Limit Cycles Sparked by Mutation in the Repeated Prisoner's Dilemma

TL;DR

This paper investigates how mutation-driven dynamics in a three-strategy repeated Prisoner's Dilemma can lead to stable oscillations, revealing complex bifurcation structures and robustness of cycles across mutation scenarios.

Contribution

It introduces a replicator-mutator model analyzing limit cycles in the repeated Prisoner's Dilemma with three strategies, highlighting bifurcation mechanisms and robustness of oscillations.

Findings

Limit cycles occur for unidirectional mutations between strategies.

Oscillations are created and destroyed by Hopf and homoclinic bifurcations.
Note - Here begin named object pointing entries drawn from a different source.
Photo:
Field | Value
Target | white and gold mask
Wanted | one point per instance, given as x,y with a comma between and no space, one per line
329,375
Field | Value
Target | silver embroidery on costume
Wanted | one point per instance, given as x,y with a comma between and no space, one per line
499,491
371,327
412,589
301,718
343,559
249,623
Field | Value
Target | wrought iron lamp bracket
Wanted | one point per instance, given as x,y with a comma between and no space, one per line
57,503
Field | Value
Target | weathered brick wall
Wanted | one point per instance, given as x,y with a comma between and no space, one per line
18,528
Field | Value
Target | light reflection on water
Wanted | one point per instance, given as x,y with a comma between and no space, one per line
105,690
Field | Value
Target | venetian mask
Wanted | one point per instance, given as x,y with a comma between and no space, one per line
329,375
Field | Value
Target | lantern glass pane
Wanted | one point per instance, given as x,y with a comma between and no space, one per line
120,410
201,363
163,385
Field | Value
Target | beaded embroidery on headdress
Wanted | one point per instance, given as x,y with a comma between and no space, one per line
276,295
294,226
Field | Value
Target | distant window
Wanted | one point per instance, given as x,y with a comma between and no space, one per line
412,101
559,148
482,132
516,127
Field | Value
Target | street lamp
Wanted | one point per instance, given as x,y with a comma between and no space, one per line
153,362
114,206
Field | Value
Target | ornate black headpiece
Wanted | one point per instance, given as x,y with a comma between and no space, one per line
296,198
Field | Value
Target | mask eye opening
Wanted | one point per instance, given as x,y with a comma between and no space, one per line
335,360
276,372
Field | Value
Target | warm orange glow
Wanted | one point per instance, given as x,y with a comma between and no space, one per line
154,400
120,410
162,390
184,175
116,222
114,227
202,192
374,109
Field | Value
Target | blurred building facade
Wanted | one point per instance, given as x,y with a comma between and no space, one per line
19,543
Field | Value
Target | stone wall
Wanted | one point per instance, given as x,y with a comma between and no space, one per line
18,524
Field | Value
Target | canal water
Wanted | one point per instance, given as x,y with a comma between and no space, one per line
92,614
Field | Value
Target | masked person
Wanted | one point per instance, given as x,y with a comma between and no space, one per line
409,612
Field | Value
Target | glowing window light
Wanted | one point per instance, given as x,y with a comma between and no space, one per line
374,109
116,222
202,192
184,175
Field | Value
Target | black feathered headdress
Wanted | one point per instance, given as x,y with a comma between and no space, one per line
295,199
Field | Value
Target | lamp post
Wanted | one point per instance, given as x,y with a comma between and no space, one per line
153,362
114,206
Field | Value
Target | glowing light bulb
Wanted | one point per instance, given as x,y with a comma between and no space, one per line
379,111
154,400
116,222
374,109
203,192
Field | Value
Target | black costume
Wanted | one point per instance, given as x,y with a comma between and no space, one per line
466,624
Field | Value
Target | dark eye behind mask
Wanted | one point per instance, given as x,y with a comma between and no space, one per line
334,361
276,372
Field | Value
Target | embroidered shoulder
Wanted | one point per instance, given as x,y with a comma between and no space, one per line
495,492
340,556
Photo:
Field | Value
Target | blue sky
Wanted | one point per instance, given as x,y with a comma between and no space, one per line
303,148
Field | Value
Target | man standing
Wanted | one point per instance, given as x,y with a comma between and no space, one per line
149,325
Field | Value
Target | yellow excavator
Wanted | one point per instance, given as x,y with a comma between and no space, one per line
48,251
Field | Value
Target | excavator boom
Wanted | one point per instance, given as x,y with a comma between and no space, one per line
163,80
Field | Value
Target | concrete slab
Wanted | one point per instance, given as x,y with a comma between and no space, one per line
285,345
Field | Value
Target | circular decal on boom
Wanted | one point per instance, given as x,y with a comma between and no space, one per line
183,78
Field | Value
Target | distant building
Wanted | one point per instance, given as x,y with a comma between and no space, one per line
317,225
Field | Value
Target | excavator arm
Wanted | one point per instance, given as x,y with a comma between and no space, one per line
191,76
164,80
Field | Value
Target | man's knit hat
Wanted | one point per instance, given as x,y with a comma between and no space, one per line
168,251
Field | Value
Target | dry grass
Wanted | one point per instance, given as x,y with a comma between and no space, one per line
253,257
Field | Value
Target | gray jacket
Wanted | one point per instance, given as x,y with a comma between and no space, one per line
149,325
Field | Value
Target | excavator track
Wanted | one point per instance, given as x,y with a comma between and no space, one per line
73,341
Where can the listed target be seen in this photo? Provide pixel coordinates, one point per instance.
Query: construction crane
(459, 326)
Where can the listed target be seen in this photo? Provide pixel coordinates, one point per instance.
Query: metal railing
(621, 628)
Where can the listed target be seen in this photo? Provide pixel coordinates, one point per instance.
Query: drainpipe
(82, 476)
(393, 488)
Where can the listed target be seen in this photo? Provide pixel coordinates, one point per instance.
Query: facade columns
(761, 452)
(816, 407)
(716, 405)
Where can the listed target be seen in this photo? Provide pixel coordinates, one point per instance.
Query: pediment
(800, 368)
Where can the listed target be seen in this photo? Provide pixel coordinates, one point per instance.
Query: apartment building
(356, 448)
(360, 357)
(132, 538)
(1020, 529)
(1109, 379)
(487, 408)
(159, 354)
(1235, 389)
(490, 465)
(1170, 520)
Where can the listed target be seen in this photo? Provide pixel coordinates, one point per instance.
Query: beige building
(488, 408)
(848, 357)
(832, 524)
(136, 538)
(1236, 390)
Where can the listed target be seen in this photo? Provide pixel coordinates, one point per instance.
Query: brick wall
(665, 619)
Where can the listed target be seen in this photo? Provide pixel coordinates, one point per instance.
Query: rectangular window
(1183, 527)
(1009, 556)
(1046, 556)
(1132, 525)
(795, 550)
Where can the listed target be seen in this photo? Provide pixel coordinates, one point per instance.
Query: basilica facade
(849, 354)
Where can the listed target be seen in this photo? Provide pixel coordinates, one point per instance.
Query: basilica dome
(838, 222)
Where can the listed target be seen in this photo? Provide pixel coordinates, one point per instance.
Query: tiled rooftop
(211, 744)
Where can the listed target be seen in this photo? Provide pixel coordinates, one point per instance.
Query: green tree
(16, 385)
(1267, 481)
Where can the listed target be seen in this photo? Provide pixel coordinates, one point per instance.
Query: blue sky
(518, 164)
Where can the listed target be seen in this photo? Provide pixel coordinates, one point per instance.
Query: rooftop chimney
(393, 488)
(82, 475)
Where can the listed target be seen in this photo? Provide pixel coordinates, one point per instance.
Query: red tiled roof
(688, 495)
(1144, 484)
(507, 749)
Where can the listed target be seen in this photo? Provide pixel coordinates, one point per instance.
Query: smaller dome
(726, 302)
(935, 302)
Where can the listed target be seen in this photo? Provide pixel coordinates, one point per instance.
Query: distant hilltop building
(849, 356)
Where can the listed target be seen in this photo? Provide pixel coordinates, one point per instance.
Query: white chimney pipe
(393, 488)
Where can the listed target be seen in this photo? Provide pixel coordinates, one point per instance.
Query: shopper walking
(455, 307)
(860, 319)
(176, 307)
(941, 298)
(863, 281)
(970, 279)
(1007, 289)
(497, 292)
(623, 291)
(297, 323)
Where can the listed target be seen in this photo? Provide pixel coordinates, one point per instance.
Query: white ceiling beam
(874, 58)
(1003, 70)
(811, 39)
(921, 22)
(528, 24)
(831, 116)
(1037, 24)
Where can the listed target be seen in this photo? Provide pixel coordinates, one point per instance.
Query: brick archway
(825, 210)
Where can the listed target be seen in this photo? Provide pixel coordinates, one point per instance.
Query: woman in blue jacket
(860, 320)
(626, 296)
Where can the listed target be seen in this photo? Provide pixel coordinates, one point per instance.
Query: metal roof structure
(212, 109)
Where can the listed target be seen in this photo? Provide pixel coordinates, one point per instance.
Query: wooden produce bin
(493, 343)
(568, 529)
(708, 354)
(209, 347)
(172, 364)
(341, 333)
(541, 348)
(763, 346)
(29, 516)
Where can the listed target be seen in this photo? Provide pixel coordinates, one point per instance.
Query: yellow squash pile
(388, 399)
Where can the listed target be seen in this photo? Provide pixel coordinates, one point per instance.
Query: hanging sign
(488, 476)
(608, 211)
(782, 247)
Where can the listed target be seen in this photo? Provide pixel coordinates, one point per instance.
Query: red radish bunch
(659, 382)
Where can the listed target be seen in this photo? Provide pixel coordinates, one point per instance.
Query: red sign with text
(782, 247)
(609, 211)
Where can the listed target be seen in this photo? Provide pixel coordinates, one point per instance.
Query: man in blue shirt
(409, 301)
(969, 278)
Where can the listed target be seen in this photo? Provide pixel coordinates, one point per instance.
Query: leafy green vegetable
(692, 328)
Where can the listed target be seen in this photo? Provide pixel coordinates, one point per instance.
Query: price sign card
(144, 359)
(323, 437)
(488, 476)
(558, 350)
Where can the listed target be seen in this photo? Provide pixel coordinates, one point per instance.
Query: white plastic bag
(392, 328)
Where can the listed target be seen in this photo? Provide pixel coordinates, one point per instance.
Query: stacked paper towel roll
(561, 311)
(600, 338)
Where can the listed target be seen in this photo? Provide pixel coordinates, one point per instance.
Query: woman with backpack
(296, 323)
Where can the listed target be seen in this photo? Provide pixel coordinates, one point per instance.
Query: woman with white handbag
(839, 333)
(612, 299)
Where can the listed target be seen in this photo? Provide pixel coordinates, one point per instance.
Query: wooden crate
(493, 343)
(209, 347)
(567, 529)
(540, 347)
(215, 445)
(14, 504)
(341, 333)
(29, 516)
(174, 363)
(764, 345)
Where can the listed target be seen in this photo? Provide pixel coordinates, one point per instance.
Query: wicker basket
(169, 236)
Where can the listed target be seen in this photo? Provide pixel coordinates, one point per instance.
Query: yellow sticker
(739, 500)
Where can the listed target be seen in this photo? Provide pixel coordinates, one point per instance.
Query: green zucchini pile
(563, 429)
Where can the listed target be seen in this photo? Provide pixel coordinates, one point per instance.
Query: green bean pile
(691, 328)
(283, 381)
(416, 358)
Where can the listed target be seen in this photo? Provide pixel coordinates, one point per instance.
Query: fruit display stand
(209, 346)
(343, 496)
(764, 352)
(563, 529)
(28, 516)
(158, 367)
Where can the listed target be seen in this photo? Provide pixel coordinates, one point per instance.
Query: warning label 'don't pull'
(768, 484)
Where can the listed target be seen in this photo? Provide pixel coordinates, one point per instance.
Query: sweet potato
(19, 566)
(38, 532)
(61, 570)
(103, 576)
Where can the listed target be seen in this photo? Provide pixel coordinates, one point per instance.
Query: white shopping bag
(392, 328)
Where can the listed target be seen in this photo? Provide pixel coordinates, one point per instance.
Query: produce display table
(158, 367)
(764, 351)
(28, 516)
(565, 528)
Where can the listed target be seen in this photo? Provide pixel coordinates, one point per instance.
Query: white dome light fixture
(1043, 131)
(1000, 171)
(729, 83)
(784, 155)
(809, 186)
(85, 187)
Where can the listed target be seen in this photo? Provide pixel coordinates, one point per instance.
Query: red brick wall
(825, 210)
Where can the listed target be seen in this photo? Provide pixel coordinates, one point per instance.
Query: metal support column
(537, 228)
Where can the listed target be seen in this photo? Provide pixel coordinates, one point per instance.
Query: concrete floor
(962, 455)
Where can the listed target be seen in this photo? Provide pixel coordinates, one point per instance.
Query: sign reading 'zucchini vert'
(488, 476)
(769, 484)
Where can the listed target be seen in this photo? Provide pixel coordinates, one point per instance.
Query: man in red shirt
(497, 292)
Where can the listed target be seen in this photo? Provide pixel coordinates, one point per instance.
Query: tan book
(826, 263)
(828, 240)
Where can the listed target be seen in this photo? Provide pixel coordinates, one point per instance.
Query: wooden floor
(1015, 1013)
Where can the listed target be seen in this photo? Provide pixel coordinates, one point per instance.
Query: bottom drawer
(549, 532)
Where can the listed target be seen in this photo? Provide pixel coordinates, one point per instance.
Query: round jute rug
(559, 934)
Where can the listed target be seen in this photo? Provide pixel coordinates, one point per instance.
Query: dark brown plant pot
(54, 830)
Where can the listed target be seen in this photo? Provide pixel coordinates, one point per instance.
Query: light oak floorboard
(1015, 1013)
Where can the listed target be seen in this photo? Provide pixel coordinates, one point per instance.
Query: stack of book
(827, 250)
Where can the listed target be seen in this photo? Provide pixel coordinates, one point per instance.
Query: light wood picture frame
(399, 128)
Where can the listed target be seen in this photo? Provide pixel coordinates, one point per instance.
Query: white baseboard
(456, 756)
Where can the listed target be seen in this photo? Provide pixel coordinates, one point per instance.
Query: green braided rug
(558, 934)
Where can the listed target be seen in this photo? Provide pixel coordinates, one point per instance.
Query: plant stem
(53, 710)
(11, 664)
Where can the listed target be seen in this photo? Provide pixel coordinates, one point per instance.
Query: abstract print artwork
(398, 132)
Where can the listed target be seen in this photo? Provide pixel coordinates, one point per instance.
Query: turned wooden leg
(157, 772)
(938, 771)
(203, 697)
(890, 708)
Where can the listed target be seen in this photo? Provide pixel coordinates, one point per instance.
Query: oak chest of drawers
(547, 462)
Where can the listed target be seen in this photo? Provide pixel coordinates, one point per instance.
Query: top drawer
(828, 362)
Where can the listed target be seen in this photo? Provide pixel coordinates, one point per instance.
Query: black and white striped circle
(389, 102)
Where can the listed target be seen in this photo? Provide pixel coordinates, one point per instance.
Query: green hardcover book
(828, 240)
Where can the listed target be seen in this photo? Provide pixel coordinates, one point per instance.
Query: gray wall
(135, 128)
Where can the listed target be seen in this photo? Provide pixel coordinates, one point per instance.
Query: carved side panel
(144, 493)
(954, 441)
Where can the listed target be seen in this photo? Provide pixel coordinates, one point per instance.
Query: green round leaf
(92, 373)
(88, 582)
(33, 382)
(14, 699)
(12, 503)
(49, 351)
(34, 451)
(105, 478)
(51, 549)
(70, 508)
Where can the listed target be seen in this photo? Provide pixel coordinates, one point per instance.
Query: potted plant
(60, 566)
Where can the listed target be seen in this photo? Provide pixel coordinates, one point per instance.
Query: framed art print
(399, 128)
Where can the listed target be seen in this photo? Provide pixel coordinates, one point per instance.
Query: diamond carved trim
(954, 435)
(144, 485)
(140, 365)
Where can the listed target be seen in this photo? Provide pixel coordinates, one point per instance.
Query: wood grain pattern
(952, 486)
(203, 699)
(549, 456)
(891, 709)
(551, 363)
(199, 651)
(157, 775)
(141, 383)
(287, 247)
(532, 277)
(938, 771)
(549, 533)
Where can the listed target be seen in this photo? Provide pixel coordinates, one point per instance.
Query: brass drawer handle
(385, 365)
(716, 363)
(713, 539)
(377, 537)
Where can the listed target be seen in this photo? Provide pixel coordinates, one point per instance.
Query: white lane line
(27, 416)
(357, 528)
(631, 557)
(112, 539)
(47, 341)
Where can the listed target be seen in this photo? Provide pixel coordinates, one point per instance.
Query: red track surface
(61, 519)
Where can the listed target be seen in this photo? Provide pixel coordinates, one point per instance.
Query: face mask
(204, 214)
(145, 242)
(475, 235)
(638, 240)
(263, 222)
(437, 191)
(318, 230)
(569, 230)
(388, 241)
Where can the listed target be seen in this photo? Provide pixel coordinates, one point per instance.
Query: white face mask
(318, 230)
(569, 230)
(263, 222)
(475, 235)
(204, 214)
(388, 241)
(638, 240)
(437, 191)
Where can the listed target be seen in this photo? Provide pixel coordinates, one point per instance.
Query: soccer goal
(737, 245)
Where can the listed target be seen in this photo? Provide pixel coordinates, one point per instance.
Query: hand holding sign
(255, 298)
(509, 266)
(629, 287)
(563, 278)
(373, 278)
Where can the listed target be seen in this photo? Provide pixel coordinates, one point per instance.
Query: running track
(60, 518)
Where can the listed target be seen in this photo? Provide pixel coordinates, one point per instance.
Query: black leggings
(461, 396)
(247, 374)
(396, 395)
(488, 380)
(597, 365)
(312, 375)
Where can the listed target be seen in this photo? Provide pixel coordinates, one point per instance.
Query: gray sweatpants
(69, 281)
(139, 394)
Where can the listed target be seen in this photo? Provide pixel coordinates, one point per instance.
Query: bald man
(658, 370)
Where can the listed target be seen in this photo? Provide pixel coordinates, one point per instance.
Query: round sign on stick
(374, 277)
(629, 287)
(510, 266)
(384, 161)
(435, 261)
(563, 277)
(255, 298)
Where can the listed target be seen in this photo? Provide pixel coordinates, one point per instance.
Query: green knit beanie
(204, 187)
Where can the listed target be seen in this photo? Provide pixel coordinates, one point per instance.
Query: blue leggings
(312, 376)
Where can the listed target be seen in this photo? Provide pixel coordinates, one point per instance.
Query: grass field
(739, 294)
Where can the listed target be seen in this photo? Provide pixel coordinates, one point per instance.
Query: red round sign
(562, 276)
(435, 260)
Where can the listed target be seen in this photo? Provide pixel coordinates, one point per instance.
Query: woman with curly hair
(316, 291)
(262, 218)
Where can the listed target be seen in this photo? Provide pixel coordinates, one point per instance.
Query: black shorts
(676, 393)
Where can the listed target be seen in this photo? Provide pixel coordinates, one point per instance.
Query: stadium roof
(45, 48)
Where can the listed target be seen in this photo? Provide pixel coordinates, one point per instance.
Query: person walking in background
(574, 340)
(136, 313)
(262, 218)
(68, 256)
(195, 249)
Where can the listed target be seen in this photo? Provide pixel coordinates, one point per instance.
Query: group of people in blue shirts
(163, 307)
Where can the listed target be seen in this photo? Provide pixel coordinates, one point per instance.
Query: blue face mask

Stable oscillations are robust and independent of mutation implementation details.

Abstract

We explore a replicator-mutator model of the repeated Prisoner's Dilemma involving three strategies: always cooperate (ALLC), always defect (ALLD), and tit-for-tat (TFT). The dynamics resulting from single unidirectional mutations are considered, with detailed results presented for the mutations TFT $\rightarrow$ ALLC and ALLD $\rightarrow$ ALLC. For certain combinations of parameters, given by the mutation rate $\mu$ and the complexity cost $c$ of playing tit-for-tat, we find that the population settles into limit cycle oscillations, with the relative abundance of ALLC, ALLD, and TFT cycling periodically. Surprisingly, these oscillations can occur for unidirectional mutations between any two strategies. In each case, the limit cycles are created and destroyed by supercritical Hopf and homoclinic bifurcations, organized by a Bogdanov-Takens bifurcation. Our results suggest that stable oscillations are a robust aspect of a world of ALLC, ALLD, and costly TFT; the existence of cycles does not depend on the details of assumptions of how mutation is implemented.